Karahan, hissedilen enflasyona yönelik bir soru üzerine şu yanıtı verdi:

"Burada enflasyonda aslında bunu birçok ülkede de benzer gelişmeleri görüyoruz, enflasyon dediğimiz mesela yüzde 33, bu şu demek değil, ekonomide gördüğümüz her ürünün, hizmetin, emtianın fiyatı yüzde 33 artıyor demek değil, ortalamada yüzde 33 artıyor. Bunun içinde temel mallar da var, burada biraz daha düşük. Enerji kalemleri var, son dönemde biraz daha yüksek. Gıda manşetin altında, hizmet manşetin üstünde. Özellikle kira mesela manşetin oldukça üstünde seyrediyor. Şimdi böyle olunca hissedilen enflasyon sizin bu kalemler içinde en çok neyi hissettiğinizle alakalı oluyor.

Mesela otomotivde, mobilyada, giyimde enflasyon çok düşük ama mesela arabanızı her sene yenilemediğinizi varsayıyorum. Böyle olunca oradaki enflasyonun düştüğünü her zaman hissetmiyorsunuz ama neyi hissediyorsunuz? Sürekli yaptığınız harcamaları ve bunun içinde biraz daha yekun olarak çok tutanları hissediyorsunuz. Mesela kira, kira enflasyonu yüksek seyrettiği için burada hissedilen enflasyon gerçekleşen enflasyonun üzerinde olabiliyor. Dünyada birçok ülkede de var, bizim ülkemizde de çeşitli sebeplerle benzer bir durum söz konusu. Enflasyon beklentilerini de bu etkiliyor, hane halkı enflasyon beklentilerinin bir miktar daha geriden gelmesinin sebebi de bu."
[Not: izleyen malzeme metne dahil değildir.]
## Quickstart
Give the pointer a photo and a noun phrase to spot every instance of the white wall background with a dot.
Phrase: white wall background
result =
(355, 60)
Geçen yıl gecelik borçlanma faizinin 150 baz puan indirildiği hatırlatılarak kısa vadede yeniden 150 baz puan simetrik hale getirilip getirilmeyeceğine ilişkin soru üzerine Karahan, şunları kaydetti:

"Her zaman söylediğimiz gibi temel fonlama aracımız bir hafta vadeli repo oranı. Temel iletişimi de zaten para politikası faizi üzerinden yapıyoruz, bu da bir hafta vadeli repo oranı oluyor ama konjonktürel gelişmelere göre de üst bandı kullanma ihtiyacı ortaya çıkabiliyor, birkaç ay boyunca bunu yaptık ve faydasını da gördük. Bunu ne zaman yapıyoruz? Geçici gelişmeler olduğunda ve bunlar beklentileri bozabilecek, enflasyon görünümünü bozabilecek bir risk teşkil ettiği durumda yapıyoruz ama geçici olması önemli. Eğer kalıcı bir bozulmaya sebep olması söz konusuysa zaten para politikası faizini artırarak buna yanıt veriyoruz. O dönemde, birkaç ay önce biliyorsunuz asimetrik koridora geçtik. Şu anda bunu kullanmıyoruz ama bize belli anlarda bir esneklik de sağlıyor. Dolayısıyla şu anda ihtiyacımız yok ama bir süre daha esnekliği koruma gerektiğini değerlendiriyoruz, bir süre daha kalacak. Önümüzdeki toplantıda tekrar değerlendireceğiz."